Germany’s steps contradict prescriptions to respond to the economic crisis offered by the Obama administration, including pleas to stimulate global economic demand by putting more cash in the pockets of Germans, who on average produce more in fewer hours than workers in most countries.

Here in Zuffenhausen, outside Stuttgart, Porsche years ago implemented Japanese-style assembly line techniques to make cars more efficiently. Though sales dropped by a third in the fiscal year that ended in mid-2009, they have since rebounded.

“Porsche is one of the most lean and efficient carmakers in the world,” said Dirk Erat, a spokesman for the company. “We earn double-digit margins.”

Companies such as Porsche and nearby industrial powerhouse Daimler-Benz have weathered the financial storm and returned to profitability and robust exports, but their workers lives’ have not substantially improved. Meanwhile, Daimler-Benz has added Saturday shifts for its assembly plants in June and July to meet rising demand.

German companies have been relying more heavily more on subcontractors and temporary workers, which has driven down unemployment rates, and to some extent, living standards.

“We work harder, exports went up, the profits went up, but the salaries, the wages did not go up,” said Frank Englmann, dean of faculty of business, economy and social science at the University of Stuttgart.

Meanwhile, the government has reduced taxes on the rich. Despite Germany’s reputation as a social democratic haven, there’s no minimum wage and the retirement age was recently raised from 65 to 67.
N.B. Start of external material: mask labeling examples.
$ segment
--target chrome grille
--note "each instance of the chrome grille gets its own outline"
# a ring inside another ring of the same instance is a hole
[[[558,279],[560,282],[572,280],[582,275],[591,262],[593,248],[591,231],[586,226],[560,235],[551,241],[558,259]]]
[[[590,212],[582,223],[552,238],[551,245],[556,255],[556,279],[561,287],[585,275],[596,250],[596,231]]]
The taxation system can seem arbitrary if not cruelly slanted against the less well-to-do. The value-added tax on children’s items such as toys, playground equipment and car safety seats is 19%, whereas the rate for ski-lift tickets is 7%.

Life for Germany’s poor is getting harder, and experts describe a new class of impoverished people who’ve been gainfully employed for their entire adult lives now swallowing their pride to ask for handouts. They hail from newly devastated industrial areas such as the strip between Stuttgart and Esslingen along the Neckar River, where small factories have been shuttered as a consequence of the economic crisis.

“Now it’s a new group of poor people, who’ve been working honestly for years,” said Beatrice Gerst, an administrator for Trott War, a newspaper sold by homeless and formerly homeless people in Stuttgart.

Chancellor Angela Merkel has long contended that Germans live above their means. Though her government has proposed austerity measures that would burden the poor, it has refused to trim money for higher education and research, which studies show mostly benefits the more elite classes.

So even as factory workers, taxi drivers and those on welfare see a bleak horizon of longer hours with fewer benefits, the educated middle classes see a rosier future.

“I think I will get a job pretty quickly,” said Danny Hermann, a 23-year-old master’s candidate in agribusiness in Stuttgart. “I’m not afraid because I think I am very flexible.”